The dragon fruits are seasonal and are ready for harvest in the fall in October or November. Dragon fruit season ends around March or April.
“They flower, they go green and then they ripen. The season ends in March…they need the sun, they don’t like being in the shade…they do not require a lot of maintenance,” Ms Arp explained.
Her younger sister Ms. Main is known as the Dragon Lady.
“I encourage as many people in Samoa to grow it so we have a high-value fruit for which we can look for an export market in the future. I did mine the hard way. It’s not the route I would suggest to farmers…I planted mine from seeds so it took almost five years before the first fruit,” said Ms. Main.
“That is because I developed it from seeds but if you plant a cutting from it – everyone is very lucky because I am giving out cuttings.
“Cuttings only take about a year or a year and a half before [starting] to fruit. It makes sense to not go the route I did. I needed to do that because the seeds were imported. I didn’t import the cuttings. I imported the seeds.”
She admits the fruit is “high-priced” and it goes for $8 tala to $20 tala per fruit on the local market.
“It’s a high-priced fruit. When I first brought it in, it was $20 tala a fruit. I really want to plant more dragons I guess but until we are united as farmers and are committed to growing it, only then can we create an export market,” said Ms. Main.
“I can’t do it alone. You need a large number of dragon fruits to create an export market but if places like the Philippines can…I can’t see why we can’t do it here. It is now $10 per fruit…my friends are beginning to grow the fruit and it would be great to have more interest in it.”
Ms. Arp sells her dragon fruit every Saturday at the S.W.A.G. Saturday market at the Samoa Tourism Authority (S.T.A.) fale Samoa in Apia.

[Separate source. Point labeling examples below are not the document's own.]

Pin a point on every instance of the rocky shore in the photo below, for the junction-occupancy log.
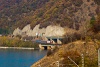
(61, 54)
(16, 48)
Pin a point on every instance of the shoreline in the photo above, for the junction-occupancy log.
(17, 48)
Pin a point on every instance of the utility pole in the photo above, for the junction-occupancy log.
(82, 60)
(58, 65)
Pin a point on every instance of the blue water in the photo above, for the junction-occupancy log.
(19, 58)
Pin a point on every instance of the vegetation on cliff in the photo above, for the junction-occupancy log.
(16, 42)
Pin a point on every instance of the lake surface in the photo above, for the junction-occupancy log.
(20, 58)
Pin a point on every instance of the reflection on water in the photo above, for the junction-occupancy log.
(19, 58)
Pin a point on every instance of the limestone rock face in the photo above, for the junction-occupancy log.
(48, 31)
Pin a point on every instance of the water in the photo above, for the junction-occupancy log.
(19, 58)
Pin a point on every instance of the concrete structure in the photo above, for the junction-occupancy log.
(55, 39)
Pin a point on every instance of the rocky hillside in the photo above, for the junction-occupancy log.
(19, 13)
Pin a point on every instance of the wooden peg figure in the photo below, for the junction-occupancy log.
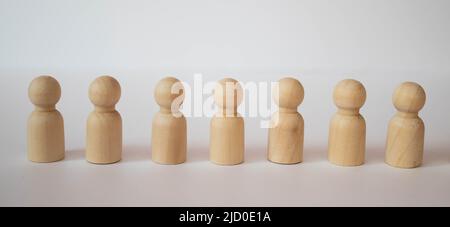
(405, 139)
(347, 136)
(169, 140)
(227, 126)
(286, 132)
(45, 124)
(104, 124)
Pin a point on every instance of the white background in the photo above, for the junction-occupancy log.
(379, 42)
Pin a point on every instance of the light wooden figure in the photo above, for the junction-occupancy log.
(287, 125)
(347, 136)
(227, 126)
(405, 139)
(104, 124)
(169, 139)
(45, 124)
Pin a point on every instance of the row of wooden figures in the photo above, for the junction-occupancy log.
(347, 135)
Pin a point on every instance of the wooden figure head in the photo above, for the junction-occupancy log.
(349, 94)
(289, 93)
(409, 97)
(104, 92)
(44, 92)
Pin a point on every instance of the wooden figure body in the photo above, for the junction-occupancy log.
(227, 126)
(347, 135)
(285, 145)
(405, 139)
(104, 124)
(169, 139)
(45, 124)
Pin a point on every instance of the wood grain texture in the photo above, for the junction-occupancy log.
(286, 135)
(406, 131)
(347, 135)
(227, 126)
(45, 124)
(169, 136)
(104, 124)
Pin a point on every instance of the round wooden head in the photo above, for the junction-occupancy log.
(44, 91)
(104, 92)
(349, 94)
(409, 97)
(289, 93)
(167, 91)
(228, 94)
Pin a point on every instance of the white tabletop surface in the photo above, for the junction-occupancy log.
(380, 43)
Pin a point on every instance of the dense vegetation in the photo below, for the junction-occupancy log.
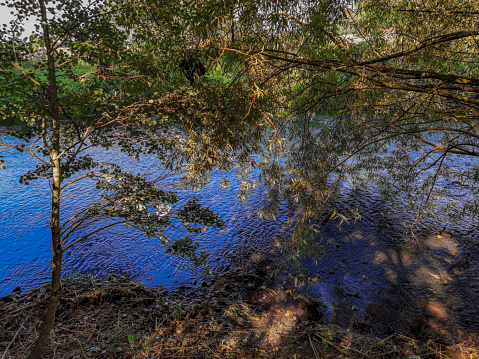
(382, 91)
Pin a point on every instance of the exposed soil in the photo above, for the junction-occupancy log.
(241, 315)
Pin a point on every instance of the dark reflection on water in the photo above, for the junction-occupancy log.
(376, 279)
(373, 277)
(25, 252)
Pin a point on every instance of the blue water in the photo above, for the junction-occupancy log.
(367, 269)
(25, 254)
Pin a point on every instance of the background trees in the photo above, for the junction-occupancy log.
(311, 93)
(65, 93)
(360, 91)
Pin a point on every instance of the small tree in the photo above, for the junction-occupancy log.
(62, 97)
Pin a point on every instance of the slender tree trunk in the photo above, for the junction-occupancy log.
(57, 250)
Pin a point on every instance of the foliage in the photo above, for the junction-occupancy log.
(396, 104)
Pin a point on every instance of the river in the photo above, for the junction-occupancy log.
(371, 277)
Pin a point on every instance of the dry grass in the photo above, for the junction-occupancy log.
(122, 319)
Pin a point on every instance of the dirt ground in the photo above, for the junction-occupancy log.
(239, 317)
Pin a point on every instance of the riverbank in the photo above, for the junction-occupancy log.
(241, 316)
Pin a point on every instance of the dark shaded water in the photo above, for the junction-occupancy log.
(25, 253)
(372, 277)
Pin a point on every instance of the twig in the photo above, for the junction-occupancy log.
(18, 331)
(312, 347)
(23, 308)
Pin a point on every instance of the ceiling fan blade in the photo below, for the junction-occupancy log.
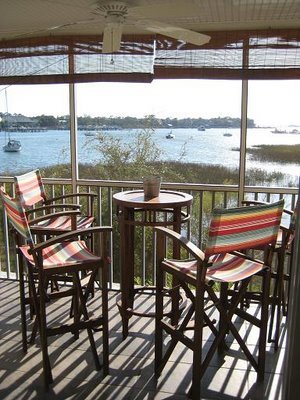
(174, 32)
(112, 37)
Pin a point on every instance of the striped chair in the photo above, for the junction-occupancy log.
(280, 275)
(63, 254)
(231, 231)
(31, 192)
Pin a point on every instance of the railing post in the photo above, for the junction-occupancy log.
(243, 136)
(73, 127)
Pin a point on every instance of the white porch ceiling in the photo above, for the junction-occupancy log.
(32, 18)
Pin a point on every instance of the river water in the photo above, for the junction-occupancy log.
(41, 149)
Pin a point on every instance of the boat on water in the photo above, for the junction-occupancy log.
(295, 132)
(170, 135)
(276, 130)
(12, 146)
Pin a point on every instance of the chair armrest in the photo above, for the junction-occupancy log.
(53, 215)
(71, 195)
(183, 241)
(53, 206)
(71, 235)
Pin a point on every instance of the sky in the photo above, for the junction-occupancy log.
(271, 103)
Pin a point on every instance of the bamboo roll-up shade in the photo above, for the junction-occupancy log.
(268, 54)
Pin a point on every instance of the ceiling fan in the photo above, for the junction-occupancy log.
(116, 13)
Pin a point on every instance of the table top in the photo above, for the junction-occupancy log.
(166, 198)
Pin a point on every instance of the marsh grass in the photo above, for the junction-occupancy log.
(276, 153)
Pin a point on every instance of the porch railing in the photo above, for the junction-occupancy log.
(206, 197)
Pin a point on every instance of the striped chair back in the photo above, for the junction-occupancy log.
(16, 215)
(30, 189)
(244, 228)
(295, 214)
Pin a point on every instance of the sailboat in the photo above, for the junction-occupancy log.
(12, 145)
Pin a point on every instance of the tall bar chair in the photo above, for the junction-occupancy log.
(280, 272)
(31, 192)
(68, 254)
(221, 265)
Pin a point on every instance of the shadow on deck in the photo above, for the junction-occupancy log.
(131, 363)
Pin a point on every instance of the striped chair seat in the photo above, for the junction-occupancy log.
(66, 254)
(63, 223)
(31, 192)
(61, 255)
(231, 231)
(224, 267)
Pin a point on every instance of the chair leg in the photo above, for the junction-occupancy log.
(105, 331)
(263, 324)
(22, 304)
(48, 378)
(83, 311)
(277, 306)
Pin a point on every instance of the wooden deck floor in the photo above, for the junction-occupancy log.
(131, 363)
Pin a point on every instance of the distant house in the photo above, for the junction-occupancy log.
(18, 122)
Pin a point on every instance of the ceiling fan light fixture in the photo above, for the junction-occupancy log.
(111, 7)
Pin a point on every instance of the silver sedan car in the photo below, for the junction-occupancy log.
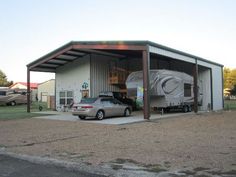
(100, 107)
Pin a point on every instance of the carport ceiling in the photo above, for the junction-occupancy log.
(75, 50)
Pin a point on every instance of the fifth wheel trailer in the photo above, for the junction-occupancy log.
(168, 89)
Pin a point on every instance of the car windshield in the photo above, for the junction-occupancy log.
(88, 100)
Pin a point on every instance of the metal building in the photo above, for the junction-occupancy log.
(84, 68)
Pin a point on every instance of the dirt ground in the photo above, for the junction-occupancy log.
(203, 141)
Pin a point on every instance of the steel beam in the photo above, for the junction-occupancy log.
(109, 46)
(195, 86)
(28, 89)
(146, 68)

“I am selling at S.W.A.G. every Saturday…every weekend but not this weekend because they are not ripe yet. They are just ripening up but next weekend yes,” she said.
“They used to call Louise the dragon lady but I think I am taking over as her namesake.”
Ms. Main insists the dragon fruit does not need much marketing because it sells itself.
“It sells itself I tell you. Once people taste it and see it, it sells itself,” she told the Samoa Observer.